$1$: All ring homomorphisms from $\mathbb{Z}$ to $\mathbb{Z}$
Let $f: \mathbb{Z} \to \mathbb{Z} $ be a ring homomorphism. Note that for $n \in \mathbb{Z}$,
$f(n) = nf(1)$.
Thus $f$ is completely determined by its value on $1$.
Since $1$ is an idempotent in $\mathbb{Z} $ (i.e. $1^2 = 1$), then $f(1)$
is again idempotent.
Now we need to determine all of the idempotents of $\mathbb{Z} $. To this end, take $x\in \mathbb{Z}$ such that
$x^2 = x$. Thus $x^2 − x = x(x − 1) = 0$. Since $\mathbb{Z} $ is an integral domain, we deduce that either $x = 0$ or $x = 1$. Thus the
complete list of idempotents of $\mathbb{Z} $ are $0$ and $1$. Thus $f(1)$ being idempotent implies that either $f(1) = 0$ or $f(1) = 1$. In the
first case, $f(n) = 0$ for all $n$ and in the second case $f(n) = n$ for all $n$. Thus,
the only ring homomorphisms from $\mathbb{Z} $ to $\mathbb{Z} $ are the zero map and the identity map.
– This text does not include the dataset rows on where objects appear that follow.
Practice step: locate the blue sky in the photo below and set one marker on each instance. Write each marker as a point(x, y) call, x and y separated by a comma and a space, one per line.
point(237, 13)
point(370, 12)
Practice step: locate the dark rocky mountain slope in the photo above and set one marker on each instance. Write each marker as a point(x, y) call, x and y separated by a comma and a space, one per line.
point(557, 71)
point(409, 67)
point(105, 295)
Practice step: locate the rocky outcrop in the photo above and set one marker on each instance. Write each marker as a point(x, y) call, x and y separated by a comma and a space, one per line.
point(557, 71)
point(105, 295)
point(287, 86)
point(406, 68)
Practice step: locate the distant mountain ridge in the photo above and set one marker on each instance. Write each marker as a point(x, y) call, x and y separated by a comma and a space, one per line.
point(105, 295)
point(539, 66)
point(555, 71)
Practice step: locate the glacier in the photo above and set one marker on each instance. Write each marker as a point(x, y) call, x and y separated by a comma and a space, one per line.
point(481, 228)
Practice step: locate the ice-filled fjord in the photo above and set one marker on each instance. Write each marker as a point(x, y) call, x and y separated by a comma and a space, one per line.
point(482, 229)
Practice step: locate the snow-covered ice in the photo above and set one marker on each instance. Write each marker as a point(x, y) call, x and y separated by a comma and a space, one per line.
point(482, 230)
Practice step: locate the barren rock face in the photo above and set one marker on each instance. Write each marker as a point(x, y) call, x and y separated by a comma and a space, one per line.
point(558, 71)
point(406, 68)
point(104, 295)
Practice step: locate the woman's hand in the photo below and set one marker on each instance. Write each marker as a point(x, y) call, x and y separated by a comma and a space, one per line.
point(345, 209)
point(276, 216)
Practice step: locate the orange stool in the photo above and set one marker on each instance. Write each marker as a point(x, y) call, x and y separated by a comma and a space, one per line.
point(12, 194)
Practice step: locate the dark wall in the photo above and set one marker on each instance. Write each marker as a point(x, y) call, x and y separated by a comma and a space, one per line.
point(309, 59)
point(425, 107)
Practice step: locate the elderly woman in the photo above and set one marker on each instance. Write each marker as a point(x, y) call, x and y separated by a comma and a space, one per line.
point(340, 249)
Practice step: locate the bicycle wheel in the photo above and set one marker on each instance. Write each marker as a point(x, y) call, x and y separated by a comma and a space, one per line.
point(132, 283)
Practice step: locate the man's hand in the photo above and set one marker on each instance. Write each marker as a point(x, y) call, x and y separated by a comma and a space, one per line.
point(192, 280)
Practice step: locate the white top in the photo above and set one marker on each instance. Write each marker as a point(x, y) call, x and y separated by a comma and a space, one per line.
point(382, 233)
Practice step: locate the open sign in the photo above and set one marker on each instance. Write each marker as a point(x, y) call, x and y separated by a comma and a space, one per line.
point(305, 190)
$2$: All ring homomorphisms from $\mathbb{Z}$ to $\mathbb{Z}\times \mathbb{Z}$
Let $f$ be such a ring homomorphism. Suppose that
$f(1) = (a, b) $, with $a, b \in \mathbb{Z} $. Since $f$ is a ring homomorphism it follows that In particular,
$f(m) = f(m · 1) = m · f(1) = m(a, b)$ (follows from the additivity of $f$). On the other hand, $f$ preserves multiplication. That is, $f(mn) = f(m)f(n)$. Thus, we
have
$mn(a, b) = m(a, b) · n(a, b)$ iff
$mn(a, b) = mn(a^2, b^2)$ iff
$(a, b) = (a^2, b^2)$ if $mn\neq 0$.
This last inequality only holds if $a = 0, 1$ and $b = 0, 1$. It follows that there are four
ring homomorphisms which are given by
$f_1(1) = (0, 0)$,
$f_2(1) = (1, 0)$,
$f_3(1) = (0, 1)$,
$f_4(1) = (1, 1)$.
More explicitly, these are
$f_1(m) = (0, 0)$,
$f_2(m) = (m, 0)$,
$f_3(m) = (0,m)$,
$f_4 (m) = (m,m)$.
$3$: All ring homomorphisms from $\mathbb{Z}\times \mathbb{Z}$ to $\mathbb{Z}$
Since $\mathbb{Z}\times \mathbb{Z}$ is generated by $(1, 0)$ and $(0, 1)$, it suffices to find to find $f(1, 0)$ and $f(0, 1)$
Leaving this for you.
$4$: All ring homomorphisms from $\mathbb{Z}\times \mathbb{Z}\times \mathbb{Z}$ to $\mathbb{Z}$
Hint. Find $f(1, 0, 0)$ $f(0, 1, 0)$
and $f(0, 0,1)$
Best Answer
For any pair $(a,b)\in \mathbb Z\times\mathbb Z$ you find a group homomorphism by assigning $(x,y)\mapsto ax+by$. Conversely, any group homomorphism $f$ is determined by the values of $(1,0)$ and $(0,1)$. By defining $a=f(1,0)$ and $b=f(0,1)$ it is easy to see that $f$ is precisely of the above form, i.e. equals the map $(x,y)\mapsto ax+by$. Hence these are precisely the group homomorphisms from $\mathbb Z^2$ to $\mathbb Z$. In other words, these group homomorphisms correspond bijectively to the set $\mathbb Z^2$.